Objective: To investigate associations among demographic data, gene expression, and psychosocial variables and characterize a biomarker panel of 18 proinflammatory gene transcripts for lonely individuals with chronic lower extremity wounds.
Methods: For this observational study, data and blood samples were collected from 38 individuals at baseline and week 4 follow-up while receiving wound care. Comparisons were made between individuals who identified as higher lonely (L+) ≥40 on UCLA Loneliness Scale or less lonely (L-) ≤39. Validated measures were used for self-reported wound pain, pain interference, sleep disturbance, physical health, depression, and wound healing, and RNA sequencing was used for whole blood samples.

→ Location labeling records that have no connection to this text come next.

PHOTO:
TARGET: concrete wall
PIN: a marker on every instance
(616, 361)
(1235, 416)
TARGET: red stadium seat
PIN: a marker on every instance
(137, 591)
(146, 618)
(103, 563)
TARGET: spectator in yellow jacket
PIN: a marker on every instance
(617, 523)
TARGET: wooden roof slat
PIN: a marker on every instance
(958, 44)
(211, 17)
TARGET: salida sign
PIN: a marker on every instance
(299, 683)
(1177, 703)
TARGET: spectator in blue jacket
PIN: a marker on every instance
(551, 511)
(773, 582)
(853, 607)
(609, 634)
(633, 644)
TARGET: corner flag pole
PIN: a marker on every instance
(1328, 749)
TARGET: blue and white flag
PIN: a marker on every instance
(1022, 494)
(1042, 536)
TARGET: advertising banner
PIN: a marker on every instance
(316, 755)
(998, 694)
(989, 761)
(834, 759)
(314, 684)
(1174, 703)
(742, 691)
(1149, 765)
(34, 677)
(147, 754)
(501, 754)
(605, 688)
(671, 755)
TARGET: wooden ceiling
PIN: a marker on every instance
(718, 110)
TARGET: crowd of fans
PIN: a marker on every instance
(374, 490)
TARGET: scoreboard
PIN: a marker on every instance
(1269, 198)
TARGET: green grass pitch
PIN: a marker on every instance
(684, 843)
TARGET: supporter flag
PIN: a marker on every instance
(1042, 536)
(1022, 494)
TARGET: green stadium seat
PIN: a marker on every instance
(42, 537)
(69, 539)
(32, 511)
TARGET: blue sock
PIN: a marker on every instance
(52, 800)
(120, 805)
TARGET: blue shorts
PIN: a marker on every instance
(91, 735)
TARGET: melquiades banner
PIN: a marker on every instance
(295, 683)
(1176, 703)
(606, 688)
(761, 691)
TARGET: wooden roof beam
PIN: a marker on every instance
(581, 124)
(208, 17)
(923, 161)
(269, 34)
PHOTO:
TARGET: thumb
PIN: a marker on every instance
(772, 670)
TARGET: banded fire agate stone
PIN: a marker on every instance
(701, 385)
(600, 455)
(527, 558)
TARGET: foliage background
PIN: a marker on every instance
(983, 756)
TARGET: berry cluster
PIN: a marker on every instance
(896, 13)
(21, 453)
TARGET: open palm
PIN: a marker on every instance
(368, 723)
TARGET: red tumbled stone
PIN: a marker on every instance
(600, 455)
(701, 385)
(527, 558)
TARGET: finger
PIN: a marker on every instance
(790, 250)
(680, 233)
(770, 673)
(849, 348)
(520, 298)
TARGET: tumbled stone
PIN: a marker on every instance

Results: Individuals in the L+ group showed significantly elevated expression of proinflammatory genes over the 2 study visits (P=.010), with significant differences observed at both baseline and follow-up. Several wound characteristics were independently associated with elevated inflammatory gene expression, including wound healing (P=.025) and self-reported wound pain (P=.018). The L+ group elevation in inflammatory gene expression was robust to control for depressive symptoms and variations in leukocyte subset prevalence. More individuals in the L+ group lived alone, were single, had a lower socioeconomic status, larger wounds, were mildly depressed, and experienced pain interference with physical mobility.
Conclusions: Understanding differences in the biomarker profile of lonely individuals with chronic wounds, along with assessment of covariates such as living alone, low socioeconomic status, depression, poor social support, reduced mobility, and pain that impairs daily functioning, could lead to targeted interventions to improve patient outcomes.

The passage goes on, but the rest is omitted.